The two-week rule meant that I could be more spontaneous with my time, and I didn’t feel so overwhelmed by commitments.
But what prompted the latest bout of social calendar anxiety was something I suspect a lot of people feel: a lack of time met with feeling constantly guilty that I am being a bad friend and am letting other people down.
The two-week rule meant that I could be more spontaneous with my time, and I didn’t feel so overwhelmed by commitments.
We live in a time of hyperconnectivity and overshare, which creates social FOMO. On the one hand, we probably know a lot more about our friends’ lives than ever, thanks to social media. But because we don’t see people as often as the personal information we absorb about them, that makes us feel like we’re missing out on their lives.
Our phones also mean invites come in multiple routes, from group WhatsApps to Facebook events, as well as text, email and DMs. So rather than having one route you can tackle in an ordered way, you feel like you’re being assailed with information on all sides. I know someone who has deleted WhatsApp because of this, and a few have deleted Facebook altogether.
When I got into a spiral of how on earth I was going to see all of my friends and manage work and my hobbies, I decided that I needed to do a mental inventory of sorts. I came up with a list of questions that I had to ask myself whenever I felt stressed out by a social invite.

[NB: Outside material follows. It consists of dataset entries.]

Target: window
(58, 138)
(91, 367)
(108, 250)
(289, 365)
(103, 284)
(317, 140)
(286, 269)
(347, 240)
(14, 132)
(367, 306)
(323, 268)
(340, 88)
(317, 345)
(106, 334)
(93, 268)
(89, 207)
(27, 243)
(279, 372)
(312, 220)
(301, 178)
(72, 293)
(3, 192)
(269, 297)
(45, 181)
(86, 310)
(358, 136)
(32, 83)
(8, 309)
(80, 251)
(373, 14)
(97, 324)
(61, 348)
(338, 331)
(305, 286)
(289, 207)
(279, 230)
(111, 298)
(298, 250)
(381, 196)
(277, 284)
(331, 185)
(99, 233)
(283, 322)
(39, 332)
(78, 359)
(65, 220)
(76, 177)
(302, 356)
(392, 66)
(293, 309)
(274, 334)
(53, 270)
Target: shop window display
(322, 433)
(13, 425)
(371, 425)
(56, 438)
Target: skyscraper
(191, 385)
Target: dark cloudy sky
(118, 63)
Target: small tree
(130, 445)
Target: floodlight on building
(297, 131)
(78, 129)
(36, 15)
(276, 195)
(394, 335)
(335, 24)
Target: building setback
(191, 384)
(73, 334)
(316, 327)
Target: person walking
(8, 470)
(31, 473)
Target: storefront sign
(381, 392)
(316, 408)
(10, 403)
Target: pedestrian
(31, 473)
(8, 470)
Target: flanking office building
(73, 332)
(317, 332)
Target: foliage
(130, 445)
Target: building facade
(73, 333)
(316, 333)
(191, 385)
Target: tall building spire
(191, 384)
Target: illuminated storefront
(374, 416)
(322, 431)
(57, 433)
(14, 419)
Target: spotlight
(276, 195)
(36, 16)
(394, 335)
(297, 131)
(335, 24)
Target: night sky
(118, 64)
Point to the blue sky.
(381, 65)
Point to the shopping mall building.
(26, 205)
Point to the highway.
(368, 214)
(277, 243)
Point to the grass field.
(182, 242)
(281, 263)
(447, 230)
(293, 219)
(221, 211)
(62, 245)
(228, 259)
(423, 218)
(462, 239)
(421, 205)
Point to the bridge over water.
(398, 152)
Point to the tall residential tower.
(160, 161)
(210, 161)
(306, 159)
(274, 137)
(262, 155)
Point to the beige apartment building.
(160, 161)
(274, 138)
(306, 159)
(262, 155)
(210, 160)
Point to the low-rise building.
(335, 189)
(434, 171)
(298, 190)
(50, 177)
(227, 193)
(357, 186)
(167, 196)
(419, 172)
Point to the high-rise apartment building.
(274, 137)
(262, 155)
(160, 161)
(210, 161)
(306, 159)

- Do you feel like by saying no, you’re a bad friend? Is there evidence to show you’re a bad friend?
- Would you make plans if you had the free time, but right now, the case is just that you don’t have the time?
- Is saying yes to this social occasion going to be good or neutral for your mental wellbeing, or will it be bad?
- Are you saying yes because you feel obligated rather than it being something you really want to do?
- Are you sacrificing or moving things around by saying yes, so that if the other person cancels, you will get resentful?
In most cases, I found that the answer was that I simply had a lot going on, and I wasn’t the world’s worst person by saying no. There’s also something to be said about the mathematics of compromising your own mental wellbeing just to meet a social commitment. If the whole point is to have fun or to bond with friends, are you able to actually do that?
To me, managing a social calendar well is to understand it as a paradox. On the one hand, it needs boundaries, rules and regular maintenance. But on the other hand, it also needs fluidity; open spaces where spontaneity can occur, where the different intensities of friendships flow together rather than perpetually making you feel like you aren’t doing enough.
I haven’t quite nailed it, but I am trying because life is hard enough with adding unnecessary stress. It’s time we reclaimed some of the fun of it back. And yes, even on the group WhatsApp.